Teen Dating Violence Awareness month aims to identify abuse in relationships

Katherine Ranzenberger

It can start with something as simple as an off-hand comment about your hair. Then it turns into degrading the color of your shirt. From there, it can change to keeping you from spending time with your friends. It can even escalate to them hitting you.

But then he or she apologizes. You think your significant other has changed. Promises it won’t happen again are made.

But the little comments start coming again. It’s a vicious cycle, Kimberly Marsico said, and it’s one that even adults have a hard time getting out of.

“It is a problem,” Marsico, a counselor who specializes in teens and trauma, said. “It’s very prevalent. Young girls don’t know what the signs are for abusive and manipulative relationships.”

February is National Teen Dating Violence Awareness Month. While both men and women can be victims in abusive relationships, Marisco said she tends to see more girls in their teens as the victims rather than the aggressors.

Marsico Counseling Services owner Kimberly Marsico poses in her office Monday, Feb. 22, 2016. She specializes in teens and trauma. Bill Kalina photo

“A lot of girls think that’s OK (to be abused),” she said. “The girls I’ve worked with, it’s building their self-worth and their self-esteem. They think they can fix the boys, but they can’t because they need to fix themselves first.”

There are things parents can do to help, Marsico said.
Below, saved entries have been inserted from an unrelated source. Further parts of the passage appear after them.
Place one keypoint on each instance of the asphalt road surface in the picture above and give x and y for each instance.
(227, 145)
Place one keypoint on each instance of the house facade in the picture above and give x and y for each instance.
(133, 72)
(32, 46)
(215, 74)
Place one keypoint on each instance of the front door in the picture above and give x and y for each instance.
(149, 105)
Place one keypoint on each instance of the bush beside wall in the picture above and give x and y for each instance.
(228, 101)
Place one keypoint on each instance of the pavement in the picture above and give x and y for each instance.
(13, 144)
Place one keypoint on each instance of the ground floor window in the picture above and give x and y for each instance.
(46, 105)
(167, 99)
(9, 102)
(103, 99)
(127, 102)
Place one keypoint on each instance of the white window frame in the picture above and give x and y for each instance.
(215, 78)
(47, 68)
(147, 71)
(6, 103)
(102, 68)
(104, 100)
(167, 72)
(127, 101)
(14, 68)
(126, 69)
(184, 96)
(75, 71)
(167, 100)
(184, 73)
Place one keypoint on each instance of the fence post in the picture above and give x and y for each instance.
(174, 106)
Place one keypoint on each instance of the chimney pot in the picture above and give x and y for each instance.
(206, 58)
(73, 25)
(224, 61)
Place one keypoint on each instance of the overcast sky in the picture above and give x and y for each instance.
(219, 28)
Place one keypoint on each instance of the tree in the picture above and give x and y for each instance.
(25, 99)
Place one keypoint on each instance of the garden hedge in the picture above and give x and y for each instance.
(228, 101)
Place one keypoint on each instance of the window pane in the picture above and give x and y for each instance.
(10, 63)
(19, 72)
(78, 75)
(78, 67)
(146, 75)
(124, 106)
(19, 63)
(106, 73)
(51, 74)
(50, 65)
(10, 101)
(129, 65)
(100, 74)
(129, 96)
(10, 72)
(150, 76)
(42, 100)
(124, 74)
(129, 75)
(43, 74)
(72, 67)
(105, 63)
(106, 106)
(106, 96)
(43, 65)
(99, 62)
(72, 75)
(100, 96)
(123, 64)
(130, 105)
“Open the lines of communication,"she said. "Discuss what abuse looks like. Talk to them about what a healthy relationship should look like.”

Sometimes abusers see similar relationships at home, she said. Educating teens and giving them examples of healthy relationships will help end the cycle of abuse.

Pennsylvania celebrated Teen Health Week at the end of January, but this is an issue that’s around all year, Marsico said.

Many resources for identifying and dealing with abusive relationships are out there. The Center for Disease Control has a guide for spreading awareness of teen dating violence.

“Dating violence can have a negative effect on health throughout life,” the guide reads. “Youth who are victims are more likely to experience symptoms of depression and anxiety, engage in unhealthy behaviors, like using tobacco, drugs and alcohol, or exhibit antisocial behaviors and think about suicide. Youth who are victims of dating violence in high school are at higher risk for victimization during college.”

LoveisRespect.org also has a quiz for identifying an abusive relationship, including how to identify emotional abuse. Marsico said it’s important for adults to be aware of the signs so they can help their kids.

“It’s such a big deal,” she said. “Sexual and physical abuse are awful. Emotional abuse stays with you forever. When girls and boys allow that to happen, it’s damaging. It carries over to the next relationship and into other parts of their life.”